It is a trope as old as fantasy gaming: heroes burst into a dungeon, slay all the monsters, steal their gear, sell it or trade it for new goodies, then move on to the next town. This has always led me to more questions that could be the origin of an epic RPG campaign. What happens to the treasure after it gets sold? Where did the monsters get the shiny weapons in the first place? Just who are these “heroes” anyway?
Heroes Welcome attempts a light-hearted approach to answering these questions, with players taking on the role of goblin merchants buying from heroes and selling to the (doomed) monsters. Does Heroes Welcome level up?
Heroes Welcome is a set collection game for 2-5 players that plays in about 60-90 minutes. We recommend 3-4 players for the best game experience.
Heroes Welcome is played over a series of turns, with each turn divided into two phases, the Town Phase, and the Dungeon Phase.
In the Town Phase, players use actions given to them by Shops, allowing them to trade with three different adventurers. Some shops allow players to pay adventurers gold for their treasures, while others allow them to trade treasures directly. Shops differ in their target and amount of trade possible; some provide trading with any adventurer, while some require a specific target, and the limits vary from one-time to infinite use. After a player uses a shop, it is closed for the rest of the round. Players must move the adventurer token around the town as they progress, with shop selection on their turn limited to open shops adjacent to the token on their turn.
In addition, players can use Guild Halls, which are available to a player no matter where in town the adventurer token is. These provide options like gaining gold, trading with the black market, drawing Scam cards that can be played on their turn for bonuses and effects, or building new shops in town. Like shops, once they are used, they are closed for the rest of the round.

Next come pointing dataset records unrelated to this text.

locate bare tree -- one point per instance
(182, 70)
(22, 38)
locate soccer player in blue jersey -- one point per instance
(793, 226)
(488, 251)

Finally, players can fulfill orders for monsters by crafting weapons and artifacts for them. Each monster has a specific requirement of what treasure needs to be spent to construct their order, awarding players victory points and gold when completed. Players can spend additional treasures to add extra abilities and value to their crafting, which provides bonus points. These monsters, now armed with their goods, can head off to the dungeon to fight the adventurers.
During the Dungeon Phase, the monsters are slain by the adventurers, allowing them to level up. The adventurers gain a number of new treasures equal to their level and new monster customers are revealed. All the shops and guild halls are reset and opened, and a new Town Phase begins, with the heroes’ sacks filled with the treasure and booty from their latest delve, ready to wheel and deal with the player merchants.
Play continues until all the monsters, including the dungeon boss, have had their orders fulfilled; the player with the highest number of victory points is declared the winner!
With the promise of a refreshing and clever twist on a fantasy theme, it was a pleasant surprise to find that the mechanics and gameplay of Heroes Welcome integrate and support that theme successfully. We never found ourselves thinking in terms of collecting sets or exchanging bits, but rather engaged and immersed in the theme. In a world where game themes are tacked on to a convenient mechanic, Heroes Welcome stands out as a title that is dripping with theme.
The action selection mechanic in the Town Phase was an aspect that we found especially interesting. Moving the adventurers to give yourself access to shops, while simultaneously trying to deny that access to your opponents, added some brain-burning to what could be a run-of-the-mill game. Many times, players found their upcoming plans foiled by having the adventurers move to a disadvantageous position for them. The one thing we would have liked was a smaller adventurer token, as we found it got in the way of seeing the game board quite often.
A concern we faced was the immense advantage that appeared to be granted to the player who went first in the round. Since they were the first to act right after the heroes had just collected a whole slew of treasure, that player had a clear advantage over the rest in that round. While ostensibly, this balances out over the course of the game since the first player rotates, but it was hard to shake the impression that going later in the round put players in a position of weakness.
In our plays, we found that Heroes Welcome requires players to do a little bit of everything, instead of focusing on a specific strategy. In one session, a player decided to ignore collecting Scam cards and the powers they grant, much to that player’s detriment. The same goes for not using the guild halls to their maximum potential–being able to have a balanced approach to game strategy seemed to provide the most success, which might not bode well for player interest on replays.
The theme is presented in a very light-hearted manner, including some humorous names for treasures that are a cavalcade of geek callouts, and the rules are equally as light. With a brief rules overview, some helpful player aids, and one round of run-through, we found ourselves playing as if we had known the game for years. We always appreciate a game that has strategic depth but straightforward rules and give kudos to Heroes Welcome for providing that experience.
Heroes Welcome combines a fun theme, familiar game mechanics, and a solid design into an enjoyable title that is good for any group of gamers. If you’re looking for a game on the light end of the spectrum, but still with some strategic meat on the bone, we would recommend you give Heroes Welcome a spin.
Final Score: 4 Stars – Light, fun and enjoyable. Worth checking out.
• The first player has a tremendous advantage in the town phase.